SAM– the System for Award Management – is a new web system that came online during 2012 that will eventually consolidate the functions of several pre-existing services: Central Contractor Registry (CCR), Federal Agency Registration (FedReg), Online Representations and Certifications Application (ORCA), and the Excluded Parties List (EPLS) were consolidated in Phase I into SAM. Later phases will incorporate eSRS (Electronic Subcontracting Reporting System), FPDS (Federal Procurement Data System), WDOL (Wage Determinations OnLine), PPIRS (Past Performance Information Retrieval System), FedBizOpps (Federal Business Opportunities) and CFDA (Catalog of Federal Domestic Assistance).
USAspending.gov provides a wealth of information on federal awards, as mandated by the Federal Funding Accountability and Transparency Act (FFATA) of 2006. Prime recipient data is provided by federal agencies and sub-recipient data is provided through quarterly reporting by prime awardee institutions.
Recovery.gov provides users with a wealth of data on how Recovery Act funds have been spent. Users can see where Recovery Act funds went, what projects were funded, how many jobs were created and other information about the American Recovery and Reinvestment Act of 2009. The data available through Recovery.gov is made possible through quarterly reporting by award recipients and federal agencies. Broadly speaking the Recovery Act reporting process is being considered as a model for the future as part of the DATA Act, which effectively died with the close of the 112th Congress. It seems reasonable to expect that bills will be re-introduced into the Senate and House for consideration again in the 113th Congress, possibly taking into account modifications proposed by Sen. Mark Warner (D-Va) when he introduced a Bill into the Senate in September 2012. Senator Warner’s Bill did not include establishing an independent oversight board.
Data.gov provides access to machine-readable datasets that can be used by independent developers to build applications and websites that expand access to important government data in ways beyond those imagined by the government agencies themselves.

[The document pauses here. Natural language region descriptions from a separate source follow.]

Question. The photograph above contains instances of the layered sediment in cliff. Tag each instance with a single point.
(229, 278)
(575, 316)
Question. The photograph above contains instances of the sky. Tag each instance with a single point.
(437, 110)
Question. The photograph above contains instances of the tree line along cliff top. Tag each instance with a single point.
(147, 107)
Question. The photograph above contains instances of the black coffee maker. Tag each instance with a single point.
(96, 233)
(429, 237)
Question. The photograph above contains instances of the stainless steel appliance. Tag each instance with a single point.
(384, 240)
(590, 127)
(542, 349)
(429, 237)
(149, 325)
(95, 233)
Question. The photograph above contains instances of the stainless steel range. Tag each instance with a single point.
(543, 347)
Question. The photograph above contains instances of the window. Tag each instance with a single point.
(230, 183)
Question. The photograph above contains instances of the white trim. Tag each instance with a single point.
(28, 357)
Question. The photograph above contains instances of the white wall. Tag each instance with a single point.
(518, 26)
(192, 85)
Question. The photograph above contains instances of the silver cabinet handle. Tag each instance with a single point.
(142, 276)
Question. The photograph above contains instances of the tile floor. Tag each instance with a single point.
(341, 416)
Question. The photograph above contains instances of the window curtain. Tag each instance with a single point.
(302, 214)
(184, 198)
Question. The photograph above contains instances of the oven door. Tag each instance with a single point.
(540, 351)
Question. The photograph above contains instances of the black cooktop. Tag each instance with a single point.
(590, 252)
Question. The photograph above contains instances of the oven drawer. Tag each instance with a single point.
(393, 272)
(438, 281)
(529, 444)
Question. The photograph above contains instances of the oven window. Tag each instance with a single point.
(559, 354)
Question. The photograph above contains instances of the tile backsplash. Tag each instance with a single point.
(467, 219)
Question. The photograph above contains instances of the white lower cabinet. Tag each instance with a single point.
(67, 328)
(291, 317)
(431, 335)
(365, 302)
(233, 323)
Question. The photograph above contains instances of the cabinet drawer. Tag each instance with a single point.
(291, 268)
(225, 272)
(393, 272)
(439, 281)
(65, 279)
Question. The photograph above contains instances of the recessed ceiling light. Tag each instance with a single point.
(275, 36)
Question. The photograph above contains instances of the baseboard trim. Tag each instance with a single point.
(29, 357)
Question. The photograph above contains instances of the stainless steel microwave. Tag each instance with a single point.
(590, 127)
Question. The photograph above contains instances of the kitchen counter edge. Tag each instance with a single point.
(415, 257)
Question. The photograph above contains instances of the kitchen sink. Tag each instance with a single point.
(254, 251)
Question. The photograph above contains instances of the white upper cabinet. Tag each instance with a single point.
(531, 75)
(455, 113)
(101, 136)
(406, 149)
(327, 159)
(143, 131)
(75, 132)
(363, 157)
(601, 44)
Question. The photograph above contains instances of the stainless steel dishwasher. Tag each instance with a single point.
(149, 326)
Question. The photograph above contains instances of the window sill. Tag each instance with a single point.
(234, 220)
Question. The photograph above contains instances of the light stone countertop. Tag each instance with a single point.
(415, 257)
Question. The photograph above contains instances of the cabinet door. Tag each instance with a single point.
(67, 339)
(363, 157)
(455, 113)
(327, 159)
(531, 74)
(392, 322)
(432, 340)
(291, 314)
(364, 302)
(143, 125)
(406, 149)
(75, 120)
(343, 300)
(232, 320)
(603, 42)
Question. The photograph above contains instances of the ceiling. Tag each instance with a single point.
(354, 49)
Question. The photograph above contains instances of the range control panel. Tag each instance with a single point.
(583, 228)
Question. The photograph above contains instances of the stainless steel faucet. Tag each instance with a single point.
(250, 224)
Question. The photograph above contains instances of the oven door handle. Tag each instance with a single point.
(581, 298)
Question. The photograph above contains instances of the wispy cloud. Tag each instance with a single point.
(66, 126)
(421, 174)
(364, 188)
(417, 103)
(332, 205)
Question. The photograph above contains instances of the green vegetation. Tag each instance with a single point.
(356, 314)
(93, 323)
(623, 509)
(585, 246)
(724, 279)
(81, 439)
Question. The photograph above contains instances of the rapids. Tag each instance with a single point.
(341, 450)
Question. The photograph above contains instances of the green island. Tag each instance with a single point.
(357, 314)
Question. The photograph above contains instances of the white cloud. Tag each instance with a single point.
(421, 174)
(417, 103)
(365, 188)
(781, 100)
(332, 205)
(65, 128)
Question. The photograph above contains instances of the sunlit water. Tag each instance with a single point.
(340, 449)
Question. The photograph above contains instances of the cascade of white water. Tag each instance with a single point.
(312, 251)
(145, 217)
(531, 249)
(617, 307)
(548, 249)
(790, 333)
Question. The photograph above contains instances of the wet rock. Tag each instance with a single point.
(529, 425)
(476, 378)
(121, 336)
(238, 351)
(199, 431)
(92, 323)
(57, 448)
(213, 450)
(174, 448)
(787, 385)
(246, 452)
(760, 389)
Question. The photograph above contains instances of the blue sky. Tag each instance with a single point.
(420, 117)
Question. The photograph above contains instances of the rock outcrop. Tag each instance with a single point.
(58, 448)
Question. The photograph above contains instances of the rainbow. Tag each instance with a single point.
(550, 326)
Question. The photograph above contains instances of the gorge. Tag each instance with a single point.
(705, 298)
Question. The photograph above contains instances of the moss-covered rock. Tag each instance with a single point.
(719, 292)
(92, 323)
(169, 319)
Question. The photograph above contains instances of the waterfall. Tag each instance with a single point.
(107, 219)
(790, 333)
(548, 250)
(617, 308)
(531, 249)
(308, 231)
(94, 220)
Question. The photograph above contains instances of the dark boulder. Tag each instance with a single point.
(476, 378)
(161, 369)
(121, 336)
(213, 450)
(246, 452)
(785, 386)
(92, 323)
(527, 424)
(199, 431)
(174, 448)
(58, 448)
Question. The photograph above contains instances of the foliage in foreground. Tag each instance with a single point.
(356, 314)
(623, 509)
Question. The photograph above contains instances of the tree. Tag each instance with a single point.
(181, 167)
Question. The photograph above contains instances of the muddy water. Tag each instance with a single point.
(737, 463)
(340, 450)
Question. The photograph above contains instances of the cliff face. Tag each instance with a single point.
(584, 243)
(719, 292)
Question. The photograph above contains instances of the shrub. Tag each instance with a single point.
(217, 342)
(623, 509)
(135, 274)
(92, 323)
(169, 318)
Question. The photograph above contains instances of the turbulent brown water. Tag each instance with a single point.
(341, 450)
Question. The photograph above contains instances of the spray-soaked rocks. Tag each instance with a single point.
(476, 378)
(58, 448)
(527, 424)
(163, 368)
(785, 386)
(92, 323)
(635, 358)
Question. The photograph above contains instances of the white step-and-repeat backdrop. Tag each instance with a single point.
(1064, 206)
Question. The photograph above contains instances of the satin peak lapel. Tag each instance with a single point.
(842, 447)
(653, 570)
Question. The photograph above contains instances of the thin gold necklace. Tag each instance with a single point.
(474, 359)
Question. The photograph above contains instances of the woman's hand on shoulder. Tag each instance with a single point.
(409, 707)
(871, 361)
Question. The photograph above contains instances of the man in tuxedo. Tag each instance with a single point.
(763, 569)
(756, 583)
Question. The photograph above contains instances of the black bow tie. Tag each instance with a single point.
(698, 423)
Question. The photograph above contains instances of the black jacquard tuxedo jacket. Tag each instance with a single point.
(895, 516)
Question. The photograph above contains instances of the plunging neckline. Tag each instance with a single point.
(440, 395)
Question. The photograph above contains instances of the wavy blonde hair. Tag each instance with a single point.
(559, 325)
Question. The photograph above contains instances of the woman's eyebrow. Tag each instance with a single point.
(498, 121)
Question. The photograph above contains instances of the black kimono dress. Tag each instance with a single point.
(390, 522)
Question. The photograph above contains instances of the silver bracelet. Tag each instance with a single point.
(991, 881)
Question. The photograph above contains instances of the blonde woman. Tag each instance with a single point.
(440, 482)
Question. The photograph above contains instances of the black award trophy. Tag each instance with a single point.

Regulations.gov is a web portal providing access to proposed and final rules, notices, scientific and technical findings, and other supporting information. When agencies post a “notice of proposed rulemaking”, for example, you can find and read that notice on Regulations.gov and provide comments to the agency when appropriate.
FOIAonline is a component of the Regulations.gov website focused on managing Freedom of Information Act (FOIA) requests from federal agencies. Only a few agencies have signed on to participate in FOIAonline at the present time, but the goal is to develop this into a common portal that would allow users to submit FOIA requests, track the status of those requests, and search for requests submitted by others.
These are just some of the many electronic resources provided by the US Federal Government that may be particularly useful for research administrators.